People of faith who have spoken against violence or the brutal behavior of authorities following the election have not been spared. Clergy have been detained and harassed simply for voicing their opposition to the regime’s wanton use of force – a concern that resonates across faiths and society. While Orthodox Christians make up the largest community of believers in Belarus, other people of faith have suffered. During one protest, law enforcement barred the doors to Minsk’s historic Roman Catholic “Red Church” in Independence Square, blocking approximately 100 protesters and parishioners from leaving. The Russian Orthodox Church announced that the leader of the Belarusian Orthodox Church, Metropolitan Pavel, would be replaced after he expressed justified pastoral concern for the suffering of members of his flock.
However, in perhaps the most glaring example of the authorities restricting a religious leader for supporting peace, non-violence, and dialogue, the regime barred the leader of the Catholic Church in Belarus, Archbishop Tadeusz Kondrusiewicz, from the country on August 31 after he made a short trip to the shrine of the Black Madonna in Czestochowa, Poland. The Archbishop is a born-and-raised Belarusian citizen with a Belarusian passport. In apparent violation of the Belarusian Constitution, the Belarusian authorities have not permitted the Archbishop to return to his own country.
The Belarusian officials at the border did not provide the Archbishop with an excuse for blocking his return, but many believe he was denied entry because he spoke out about the regime’s use of violence against protesters and called for dialogue. On August 19, he prayed outside a prison where detained protesters were reportedly tortured and where the regime refused him entrance when he tried to carry out Jesus’ command to visit the imprisoned.
Belarusian authorities claim they are still “verifying” the Archbishop’s citizenship. In the meantime, they have invalidated his passport. As a result, the Archbishop cannot enter Belarus to participate in church services, provide spiritual care, or lead the Catholic Church. Adding insult to injury, a regular Sunday morning Mass broadcast has been removed from the airwaves of the largest nationwide radio channel in Belarus.
The exile of Archbishop Kondrusiewicz unfairly punishes him as well as members of the Catholic Church in Belarus. The world agrees. Latvian Minister of Foreign Affairs Edgars Rinkēvičs issued a statement, joined by a number of countries, including the United States, condemning the barred entry of the Archbishop into Belarus. U.S. Secretary of State Mike Pompeo and other world leaders have decried the disgraceful treatment of Archbishop Kondrusiewicz and of all Roman Catholics in Belarus by the regime.

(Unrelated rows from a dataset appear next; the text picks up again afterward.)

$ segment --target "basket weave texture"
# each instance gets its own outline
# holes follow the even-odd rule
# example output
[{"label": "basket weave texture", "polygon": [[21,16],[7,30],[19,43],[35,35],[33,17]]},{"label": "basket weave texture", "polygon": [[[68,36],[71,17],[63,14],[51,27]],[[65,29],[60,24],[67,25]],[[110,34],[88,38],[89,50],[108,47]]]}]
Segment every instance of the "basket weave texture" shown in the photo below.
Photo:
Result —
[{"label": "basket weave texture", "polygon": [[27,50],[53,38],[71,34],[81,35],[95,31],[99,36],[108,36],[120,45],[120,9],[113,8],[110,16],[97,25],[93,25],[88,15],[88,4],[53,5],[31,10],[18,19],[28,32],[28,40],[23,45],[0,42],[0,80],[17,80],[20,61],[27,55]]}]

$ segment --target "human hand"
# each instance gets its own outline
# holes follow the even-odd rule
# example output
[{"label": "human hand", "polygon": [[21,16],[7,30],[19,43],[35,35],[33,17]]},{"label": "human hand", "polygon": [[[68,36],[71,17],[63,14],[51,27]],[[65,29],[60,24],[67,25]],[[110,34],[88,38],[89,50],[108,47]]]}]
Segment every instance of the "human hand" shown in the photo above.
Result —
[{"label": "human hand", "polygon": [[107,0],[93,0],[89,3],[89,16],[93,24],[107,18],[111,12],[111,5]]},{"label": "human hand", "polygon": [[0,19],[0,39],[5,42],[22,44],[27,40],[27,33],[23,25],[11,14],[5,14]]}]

U.S. Ambassador-at-Large for International Religious Freedom Samuel Brownback has also added his voice to the chorus calling for authorities to allow the Archbishop to return home.

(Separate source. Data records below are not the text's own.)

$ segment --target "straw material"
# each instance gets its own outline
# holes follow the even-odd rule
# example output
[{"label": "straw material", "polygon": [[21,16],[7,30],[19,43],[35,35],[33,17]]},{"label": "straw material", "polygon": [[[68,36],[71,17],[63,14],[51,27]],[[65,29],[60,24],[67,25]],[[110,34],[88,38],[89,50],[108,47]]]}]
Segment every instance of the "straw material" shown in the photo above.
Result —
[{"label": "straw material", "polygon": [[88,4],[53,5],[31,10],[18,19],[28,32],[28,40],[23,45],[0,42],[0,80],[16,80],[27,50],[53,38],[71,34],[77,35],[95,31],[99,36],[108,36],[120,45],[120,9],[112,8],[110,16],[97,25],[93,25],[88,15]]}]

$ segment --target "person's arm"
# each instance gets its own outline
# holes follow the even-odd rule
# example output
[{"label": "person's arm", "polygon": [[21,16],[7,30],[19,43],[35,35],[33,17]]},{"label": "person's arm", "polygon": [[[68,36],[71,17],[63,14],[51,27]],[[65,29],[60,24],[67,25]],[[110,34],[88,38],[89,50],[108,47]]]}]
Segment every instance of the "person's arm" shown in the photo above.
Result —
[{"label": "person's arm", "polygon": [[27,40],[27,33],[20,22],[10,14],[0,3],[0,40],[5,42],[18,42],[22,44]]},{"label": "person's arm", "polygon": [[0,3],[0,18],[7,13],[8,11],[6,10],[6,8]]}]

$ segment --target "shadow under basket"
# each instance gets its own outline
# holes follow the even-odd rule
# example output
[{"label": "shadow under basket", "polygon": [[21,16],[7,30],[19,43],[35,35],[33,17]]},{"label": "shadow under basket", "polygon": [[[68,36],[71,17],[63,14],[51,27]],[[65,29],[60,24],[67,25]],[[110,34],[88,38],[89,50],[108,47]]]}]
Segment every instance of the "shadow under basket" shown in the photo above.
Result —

Tragically, before the current crisis, indications from the Belarusian government were that it was interested in taking steps in the right direction in the religious freedom space. The Belarusian authorities should get back on that path. Respecting human rights and fundamental freedoms, including religious freedom, leads to greater stability and prosperity in the long-run. We hope Alyaksandr Lukashenka understands that soon.

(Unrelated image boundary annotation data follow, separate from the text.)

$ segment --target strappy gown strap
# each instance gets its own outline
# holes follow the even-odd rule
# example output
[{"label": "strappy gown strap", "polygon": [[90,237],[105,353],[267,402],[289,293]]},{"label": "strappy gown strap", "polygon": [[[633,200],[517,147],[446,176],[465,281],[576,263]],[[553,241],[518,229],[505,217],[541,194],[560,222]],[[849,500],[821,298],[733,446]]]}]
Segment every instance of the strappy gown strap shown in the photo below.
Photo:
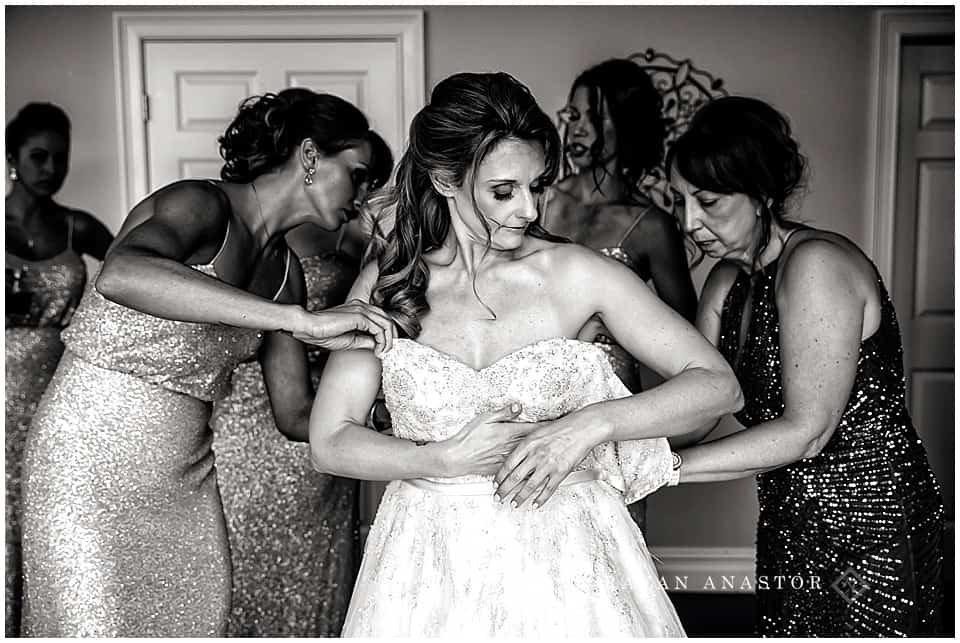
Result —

Archbishop Kondrusiewicz should be allowed to return to Belarus because it is the right thing to do – to respect the Archbishop’s Belarusian citizenship and to uphold the religious freedom of all of Belarus’ Roman Catholics.
We whole-heartedly join government leaders and leaders from multiple faiths in calling for Belarusian authorities to allow Archbishop Kondrusiewicz to return to Belarus. Let him come home!